Cinéma

Comment le Québec a porté Jesse Owens au grand écran

Le film Race raconte l’histoire de Jesse Owens, un Noir américain qui a remporté quatre médailles d’or aux Jeux olympiques de Berlin en 1936, en plein régime nazi. Une histoire parfaite pour Hollywood ? Non, il s’agit plutôt d’un film québécois.

Avec un budget d’environ 35 millions de dollars, Race est l’un des films avec le budget le plus imposant produit majoritairement au Québec, voire au Canada. « C’est l’appétit du marché qui a fait en sorte qu’on a pu faire un film de ce budget-là », dit Dominique Séguin, coproductrice de Race et présidente de Trinica Entertainment, une société de production dont le siège est à Montréal.

Comment la vie d’un athlète aussi connu et admiré aux États-Unis a-t-elle été adaptée au grand écran dans un film produit majoritairement au Québec ?

« Au départ, on ne comprenait pas pourquoi ce film n’avait jamais été fait [aux États-Unis]. C’est une histoire américaine, mais c’est une histoire universelle. »

— Dominique Séguin

Une histoire universelle pouvant être financée partout dans le monde.
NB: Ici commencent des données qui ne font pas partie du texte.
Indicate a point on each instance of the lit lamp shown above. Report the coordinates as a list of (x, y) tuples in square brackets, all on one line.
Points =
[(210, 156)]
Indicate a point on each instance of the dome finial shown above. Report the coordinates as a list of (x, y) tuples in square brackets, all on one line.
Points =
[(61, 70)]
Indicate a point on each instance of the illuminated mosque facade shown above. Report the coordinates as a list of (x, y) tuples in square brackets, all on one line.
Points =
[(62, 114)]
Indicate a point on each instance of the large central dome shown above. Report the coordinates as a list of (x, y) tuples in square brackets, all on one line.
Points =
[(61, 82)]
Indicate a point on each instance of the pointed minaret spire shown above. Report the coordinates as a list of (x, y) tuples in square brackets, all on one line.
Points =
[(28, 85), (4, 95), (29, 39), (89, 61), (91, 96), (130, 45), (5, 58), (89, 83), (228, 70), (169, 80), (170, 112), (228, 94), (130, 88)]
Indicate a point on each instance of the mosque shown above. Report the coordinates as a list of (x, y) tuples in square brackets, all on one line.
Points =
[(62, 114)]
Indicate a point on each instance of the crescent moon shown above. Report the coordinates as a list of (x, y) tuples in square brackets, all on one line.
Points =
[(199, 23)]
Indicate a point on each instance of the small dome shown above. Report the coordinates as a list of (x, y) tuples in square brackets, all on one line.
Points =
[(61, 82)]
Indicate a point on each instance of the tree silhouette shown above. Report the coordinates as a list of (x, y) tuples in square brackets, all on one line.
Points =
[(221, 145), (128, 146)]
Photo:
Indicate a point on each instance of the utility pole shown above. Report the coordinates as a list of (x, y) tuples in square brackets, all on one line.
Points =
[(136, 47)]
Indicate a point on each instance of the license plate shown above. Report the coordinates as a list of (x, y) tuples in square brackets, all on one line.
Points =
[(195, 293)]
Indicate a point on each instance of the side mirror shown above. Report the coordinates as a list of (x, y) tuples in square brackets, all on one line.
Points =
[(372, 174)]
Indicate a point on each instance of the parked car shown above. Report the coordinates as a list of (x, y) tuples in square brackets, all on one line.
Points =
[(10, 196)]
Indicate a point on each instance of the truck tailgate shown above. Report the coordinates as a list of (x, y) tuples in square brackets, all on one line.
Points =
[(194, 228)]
C’est un producteur français, Jean-Charles Lévy, qui a parlé du projet à la productrice québécoise Dominique Séguin (les deux ont travaillé ensemble alors qu’elle faisait du financement pour une firme à Montréal). Au fil des discussions, il a été établi que le film serait produit en majorité (environ 60 %) au Québec et aussi en Europe (40 %). Le tournage a aussi été divisé entre le Québec (six semaines) et l’Allemagne (trois semaines).

Une cinquantaine de partenaires, dont la Banque Nationale, ont participé au montage du film, financé par les crédits d’impôt des gouvernements (25 % du budget), l’argent versé à l’avance par les distributeurs dans le monde entier pour avoir le droit de distribuer le film (35 % du budget) et des investisseurs privés. Bref, le montage financier de Race ressemble à celui de n’importe quel film américain. « Les Américains financent un film basé sur la demande », dit Dominique Séguin.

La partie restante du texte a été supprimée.